RICHIE David Skaggs" ongoing support for a state-by-state approach for congressional redistricting reform seems blind to what just happened in California and Ohio. If state-by-state efforts focused on state legislative districting, that would be one thing - and one where discussion of porportional voting methods would be all the more relevant. But state-by-state efforts to get congressional change at this point are ripe with political problems without exploring creative strategies like citizen"s assemblies. It nearly always will be perceived as partisan - and indeed often will have a partisan impact. It also divides the potential reform vote, as some will realize that weakening their states" incumbents will weaken their state compared to other states that protect their incumbents.

We must begin a much more serious conversation about a reform bill coming out of Congress and explore more creative ways to advance a state-based strategy.
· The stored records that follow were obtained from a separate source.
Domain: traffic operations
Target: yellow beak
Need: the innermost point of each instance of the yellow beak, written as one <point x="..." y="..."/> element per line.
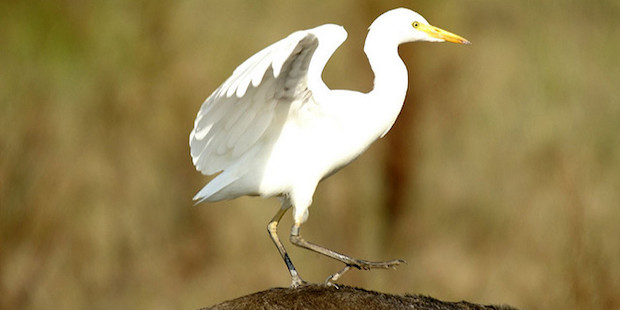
<point x="439" y="33"/>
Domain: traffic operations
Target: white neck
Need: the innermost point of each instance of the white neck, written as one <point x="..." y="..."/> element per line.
<point x="391" y="77"/>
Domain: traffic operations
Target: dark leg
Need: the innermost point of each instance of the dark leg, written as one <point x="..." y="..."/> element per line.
<point x="296" y="239"/>
<point x="272" y="228"/>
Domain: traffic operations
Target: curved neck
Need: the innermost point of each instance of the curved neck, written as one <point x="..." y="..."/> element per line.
<point x="391" y="77"/>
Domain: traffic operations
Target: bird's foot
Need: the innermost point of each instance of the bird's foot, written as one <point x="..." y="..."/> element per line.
<point x="297" y="281"/>
<point x="367" y="265"/>
<point x="334" y="277"/>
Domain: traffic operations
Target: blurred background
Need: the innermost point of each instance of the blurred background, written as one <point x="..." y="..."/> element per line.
<point x="499" y="183"/>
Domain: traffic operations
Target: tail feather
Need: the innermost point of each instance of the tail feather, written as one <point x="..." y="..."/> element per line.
<point x="212" y="188"/>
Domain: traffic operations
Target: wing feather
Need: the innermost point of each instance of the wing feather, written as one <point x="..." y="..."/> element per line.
<point x="235" y="119"/>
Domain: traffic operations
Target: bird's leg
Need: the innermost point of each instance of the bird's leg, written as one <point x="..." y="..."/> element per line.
<point x="296" y="239"/>
<point x="273" y="233"/>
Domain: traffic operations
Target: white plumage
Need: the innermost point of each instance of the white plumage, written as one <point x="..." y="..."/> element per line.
<point x="273" y="128"/>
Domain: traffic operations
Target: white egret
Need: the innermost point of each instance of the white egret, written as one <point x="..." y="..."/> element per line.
<point x="273" y="128"/>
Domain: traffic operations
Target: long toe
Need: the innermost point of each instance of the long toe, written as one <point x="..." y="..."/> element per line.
<point x="363" y="264"/>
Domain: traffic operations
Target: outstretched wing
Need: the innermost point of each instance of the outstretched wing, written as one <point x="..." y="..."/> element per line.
<point x="237" y="116"/>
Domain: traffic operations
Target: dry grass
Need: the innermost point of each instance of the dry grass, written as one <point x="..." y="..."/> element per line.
<point x="512" y="192"/>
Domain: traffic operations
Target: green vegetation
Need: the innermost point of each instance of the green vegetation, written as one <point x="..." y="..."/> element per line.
<point x="506" y="187"/>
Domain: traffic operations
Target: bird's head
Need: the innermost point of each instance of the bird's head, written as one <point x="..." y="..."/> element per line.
<point x="405" y="25"/>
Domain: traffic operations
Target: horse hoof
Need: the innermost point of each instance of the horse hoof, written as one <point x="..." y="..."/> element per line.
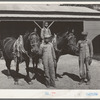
<point x="30" y="83"/>
<point x="16" y="83"/>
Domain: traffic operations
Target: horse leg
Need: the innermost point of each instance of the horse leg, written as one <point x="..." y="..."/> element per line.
<point x="27" y="70"/>
<point x="8" y="63"/>
<point x="34" y="68"/>
<point x="17" y="70"/>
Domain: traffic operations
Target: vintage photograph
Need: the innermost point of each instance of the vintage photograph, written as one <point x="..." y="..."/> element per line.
<point x="49" y="46"/>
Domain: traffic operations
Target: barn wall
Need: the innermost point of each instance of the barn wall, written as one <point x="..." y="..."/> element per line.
<point x="93" y="28"/>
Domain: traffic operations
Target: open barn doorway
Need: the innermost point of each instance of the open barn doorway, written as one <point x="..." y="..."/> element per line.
<point x="15" y="28"/>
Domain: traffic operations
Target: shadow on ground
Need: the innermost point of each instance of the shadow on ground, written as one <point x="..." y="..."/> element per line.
<point x="72" y="76"/>
<point x="38" y="74"/>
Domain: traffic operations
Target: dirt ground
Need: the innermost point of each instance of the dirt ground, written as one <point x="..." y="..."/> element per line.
<point x="67" y="66"/>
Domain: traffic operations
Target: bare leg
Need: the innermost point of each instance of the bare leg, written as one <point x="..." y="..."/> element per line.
<point x="27" y="70"/>
<point x="17" y="70"/>
<point x="8" y="63"/>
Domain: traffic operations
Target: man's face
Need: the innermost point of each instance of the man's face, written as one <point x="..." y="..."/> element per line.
<point x="46" y="24"/>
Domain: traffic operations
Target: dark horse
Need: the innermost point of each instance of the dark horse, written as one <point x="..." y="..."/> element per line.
<point x="66" y="44"/>
<point x="31" y="46"/>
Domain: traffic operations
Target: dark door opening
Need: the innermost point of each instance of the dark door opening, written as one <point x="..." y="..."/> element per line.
<point x="96" y="44"/>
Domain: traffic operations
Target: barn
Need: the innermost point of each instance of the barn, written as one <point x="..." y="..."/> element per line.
<point x="16" y="19"/>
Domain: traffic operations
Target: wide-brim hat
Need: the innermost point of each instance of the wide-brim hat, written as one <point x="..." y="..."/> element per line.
<point x="84" y="33"/>
<point x="47" y="36"/>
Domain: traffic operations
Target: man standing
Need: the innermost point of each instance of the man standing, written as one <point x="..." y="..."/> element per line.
<point x="85" y="58"/>
<point x="48" y="59"/>
<point x="45" y="30"/>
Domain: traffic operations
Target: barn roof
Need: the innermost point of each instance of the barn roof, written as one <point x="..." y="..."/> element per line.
<point x="46" y="12"/>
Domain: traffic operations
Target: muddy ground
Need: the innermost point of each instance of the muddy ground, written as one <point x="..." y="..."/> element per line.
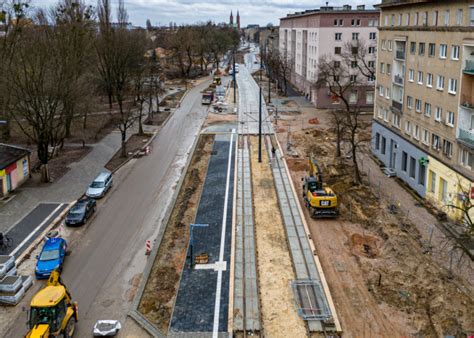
<point x="158" y="298"/>
<point x="381" y="280"/>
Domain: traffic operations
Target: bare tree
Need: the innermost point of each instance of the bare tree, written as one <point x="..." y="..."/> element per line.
<point x="341" y="75"/>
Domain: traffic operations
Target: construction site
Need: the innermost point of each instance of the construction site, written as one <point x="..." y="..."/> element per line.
<point x="271" y="237"/>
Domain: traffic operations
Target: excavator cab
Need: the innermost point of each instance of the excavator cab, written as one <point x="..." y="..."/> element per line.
<point x="52" y="311"/>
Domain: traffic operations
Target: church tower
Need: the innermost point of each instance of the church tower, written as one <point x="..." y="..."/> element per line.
<point x="238" y="20"/>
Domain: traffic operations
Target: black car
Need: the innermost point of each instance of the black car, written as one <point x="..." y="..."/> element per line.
<point x="82" y="210"/>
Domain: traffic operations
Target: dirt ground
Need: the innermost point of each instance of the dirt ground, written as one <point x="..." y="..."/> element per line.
<point x="158" y="299"/>
<point x="134" y="143"/>
<point x="381" y="281"/>
<point x="274" y="265"/>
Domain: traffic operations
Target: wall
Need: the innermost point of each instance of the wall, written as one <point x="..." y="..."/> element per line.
<point x="402" y="146"/>
<point x="456" y="184"/>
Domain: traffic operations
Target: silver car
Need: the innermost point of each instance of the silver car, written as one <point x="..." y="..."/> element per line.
<point x="101" y="184"/>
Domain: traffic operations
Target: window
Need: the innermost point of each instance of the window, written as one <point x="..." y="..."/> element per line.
<point x="396" y="120"/>
<point x="436" y="142"/>
<point x="416" y="134"/>
<point x="446" y="17"/>
<point x="421" y="174"/>
<point x="353" y="96"/>
<point x="412" y="167"/>
<point x="466" y="158"/>
<point x="431" y="50"/>
<point x="426" y="137"/>
<point x="438" y="114"/>
<point x="407" y="127"/>
<point x="443" y="190"/>
<point x="452" y="86"/>
<point x="443" y="51"/>
<point x="450" y="119"/>
<point x="427" y="109"/>
<point x="435" y="18"/>
<point x="447" y="148"/>
<point x="404" y="161"/>
<point x="421" y="49"/>
<point x="429" y="80"/>
<point x="455" y="52"/>
<point x="418" y="106"/>
<point x="369" y="97"/>
<point x="420" y="77"/>
<point x="432" y="181"/>
<point x="471" y="15"/>
<point x="409" y="102"/>
<point x="459" y="17"/>
<point x="440" y="82"/>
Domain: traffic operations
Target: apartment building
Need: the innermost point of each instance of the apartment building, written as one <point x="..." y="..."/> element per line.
<point x="307" y="36"/>
<point x="423" y="123"/>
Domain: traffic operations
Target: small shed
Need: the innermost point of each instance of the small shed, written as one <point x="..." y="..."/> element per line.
<point x="14" y="167"/>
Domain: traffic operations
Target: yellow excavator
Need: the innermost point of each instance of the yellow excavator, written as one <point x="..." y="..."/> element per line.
<point x="52" y="312"/>
<point x="318" y="197"/>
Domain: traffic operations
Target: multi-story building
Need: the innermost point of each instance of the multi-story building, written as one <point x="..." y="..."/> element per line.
<point x="307" y="36"/>
<point x="423" y="123"/>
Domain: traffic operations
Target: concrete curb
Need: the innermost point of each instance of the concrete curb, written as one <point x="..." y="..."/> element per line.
<point x="25" y="254"/>
<point x="134" y="313"/>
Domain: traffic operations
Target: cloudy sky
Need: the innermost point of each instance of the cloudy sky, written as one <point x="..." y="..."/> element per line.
<point x="161" y="12"/>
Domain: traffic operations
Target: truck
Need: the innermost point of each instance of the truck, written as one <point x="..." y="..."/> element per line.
<point x="318" y="197"/>
<point x="52" y="312"/>
<point x="207" y="97"/>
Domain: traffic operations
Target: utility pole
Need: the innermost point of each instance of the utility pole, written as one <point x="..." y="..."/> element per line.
<point x="233" y="73"/>
<point x="260" y="115"/>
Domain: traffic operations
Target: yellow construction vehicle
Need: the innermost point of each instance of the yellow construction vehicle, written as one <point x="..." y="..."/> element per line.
<point x="318" y="197"/>
<point x="52" y="312"/>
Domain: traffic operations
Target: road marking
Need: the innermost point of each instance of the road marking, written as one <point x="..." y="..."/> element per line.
<point x="36" y="230"/>
<point x="221" y="252"/>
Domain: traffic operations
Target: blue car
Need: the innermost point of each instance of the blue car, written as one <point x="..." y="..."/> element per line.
<point x="51" y="257"/>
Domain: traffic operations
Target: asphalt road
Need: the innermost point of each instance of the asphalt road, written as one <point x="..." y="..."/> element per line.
<point x="105" y="266"/>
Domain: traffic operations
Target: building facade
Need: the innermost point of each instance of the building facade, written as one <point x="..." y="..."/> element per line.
<point x="307" y="36"/>
<point x="424" y="106"/>
<point x="14" y="168"/>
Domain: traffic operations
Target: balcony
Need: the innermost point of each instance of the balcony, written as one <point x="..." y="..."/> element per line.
<point x="398" y="80"/>
<point x="469" y="68"/>
<point x="400" y="55"/>
<point x="466" y="137"/>
<point x="397" y="106"/>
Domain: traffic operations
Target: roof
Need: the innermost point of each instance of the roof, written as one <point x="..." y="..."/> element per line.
<point x="53" y="243"/>
<point x="10" y="154"/>
<point x="49" y="296"/>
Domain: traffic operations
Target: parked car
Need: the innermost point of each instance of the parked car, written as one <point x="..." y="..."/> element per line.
<point x="81" y="211"/>
<point x="51" y="257"/>
<point x="101" y="184"/>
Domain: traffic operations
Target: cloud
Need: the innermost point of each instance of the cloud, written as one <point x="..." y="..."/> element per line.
<point x="161" y="12"/>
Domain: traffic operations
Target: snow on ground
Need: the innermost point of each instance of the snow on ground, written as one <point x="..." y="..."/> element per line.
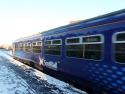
<point x="18" y="78"/>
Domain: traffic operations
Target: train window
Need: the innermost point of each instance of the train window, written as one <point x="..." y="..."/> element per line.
<point x="73" y="40"/>
<point x="34" y="44"/>
<point x="36" y="47"/>
<point x="120" y="47"/>
<point x="120" y="37"/>
<point x="74" y="50"/>
<point x="91" y="39"/>
<point x="48" y="42"/>
<point x="93" y="47"/>
<point x="39" y="43"/>
<point x="28" y="47"/>
<point x="53" y="48"/>
<point x="93" y="51"/>
<point x="88" y="47"/>
<point x="56" y="42"/>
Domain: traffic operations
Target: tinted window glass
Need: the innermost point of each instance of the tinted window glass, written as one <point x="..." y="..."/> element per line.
<point x="56" y="42"/>
<point x="39" y="43"/>
<point x="120" y="52"/>
<point x="53" y="49"/>
<point x="93" y="51"/>
<point x="36" y="49"/>
<point x="91" y="39"/>
<point x="121" y="37"/>
<point x="73" y="40"/>
<point x="74" y="51"/>
<point x="47" y="42"/>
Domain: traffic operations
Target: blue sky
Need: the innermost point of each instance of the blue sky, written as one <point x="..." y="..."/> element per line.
<point x="20" y="18"/>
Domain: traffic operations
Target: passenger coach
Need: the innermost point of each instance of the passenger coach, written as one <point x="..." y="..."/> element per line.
<point x="90" y="52"/>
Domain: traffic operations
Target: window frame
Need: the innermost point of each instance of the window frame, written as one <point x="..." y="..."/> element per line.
<point x="114" y="41"/>
<point x="36" y="44"/>
<point x="53" y="44"/>
<point x="81" y="42"/>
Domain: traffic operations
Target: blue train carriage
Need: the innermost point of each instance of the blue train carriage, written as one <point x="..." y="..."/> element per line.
<point x="29" y="50"/>
<point x="91" y="51"/>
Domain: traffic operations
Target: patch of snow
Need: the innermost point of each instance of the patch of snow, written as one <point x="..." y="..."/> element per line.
<point x="64" y="87"/>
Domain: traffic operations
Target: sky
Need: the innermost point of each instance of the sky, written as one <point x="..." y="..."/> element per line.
<point x="21" y="18"/>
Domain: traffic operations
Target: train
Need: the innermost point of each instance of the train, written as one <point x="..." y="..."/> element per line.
<point x="90" y="52"/>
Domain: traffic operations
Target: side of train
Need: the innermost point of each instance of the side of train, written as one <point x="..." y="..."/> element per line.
<point x="91" y="52"/>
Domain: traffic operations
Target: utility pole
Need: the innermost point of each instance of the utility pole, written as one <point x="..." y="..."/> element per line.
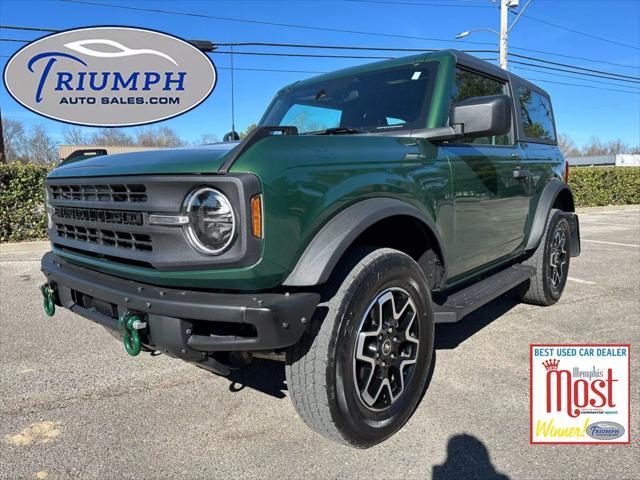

EILPERIN In the meantime, however, congressional politics experts like Walter see redistricting as a key factor in helping buttress the Republicans' majority. Walter compared it to a levee the GOP has built to protect its hold on power, which is suddenly under assault from a serious Democratic storm.

"We've never seen this levee system tested," she says. "There's never been a Category 5 hurricane since the Republicans have been in the majority. The question is, what does it take to break down this levee, if you're a Democrat?"

Last week's double blow to redistricting reform in California and Ohio isn't encouraging. National pollster Celinda Lake, a Democratic strategist who conducted polling on California's Proposition 77, says the two initiatives didn't resonate with voters. "They needed to be defined as change, not a political power play," Lake says. "It's tough to get such a technical issue defined for the public."

RICHIE. Precisely. Changing who draws single-member districts is asking the voters to exchange one set of political elites determining their representation with another set of elites. This is not political empowerment and voters are unlikely to get very excited about it. In contrast, a proportional voting system in multi-seat districts would make all voters more powerful, giving them real choices, balanced representation and greater access for women and racial and political minorities. Properly constructed, a campaign for it could bring a disparate array of forces together behind it, with more than partisan passion.
EILPERIN Or, as Rothenberg put it, "It's just not as sexy or easy to explain as, 'Are you for or against prescription drugs, equal rights, or a beer tax?' " Just because it's hard to explain, however, doesn't mean it's not worth promoting. Few people would question that in the post-Watergate election of 1974 and again in the 1994 Republican Revolution, the American public decided it wasn't happy with its representation in Washington. The question is whether it will be able to make that choice again in 2006, or ever.
RICHIE For most voters, the answer will be "never" as long as we stick with winner-take-all, single-member districts. Anyone satisfied with that answer needs to think long and hard about what American democracy should be.
Juliet Eilperin is a reporter on The Post's national staff and author of the forthcoming book, "Fight Club Politics: How Partisanship is Poisoning the House of Representatives" (Rowman & Littlefield).
RICHIE It seems likely that this book will suggest that redistricting is the major cause of this partisanship rather than one of its nasty byproducts. I disagree, and believe the evidence strongly supports my conclusion. We've got to agree on the facts before we move to real reform, which is why I hope this post contributes to a better dialogue about those facts.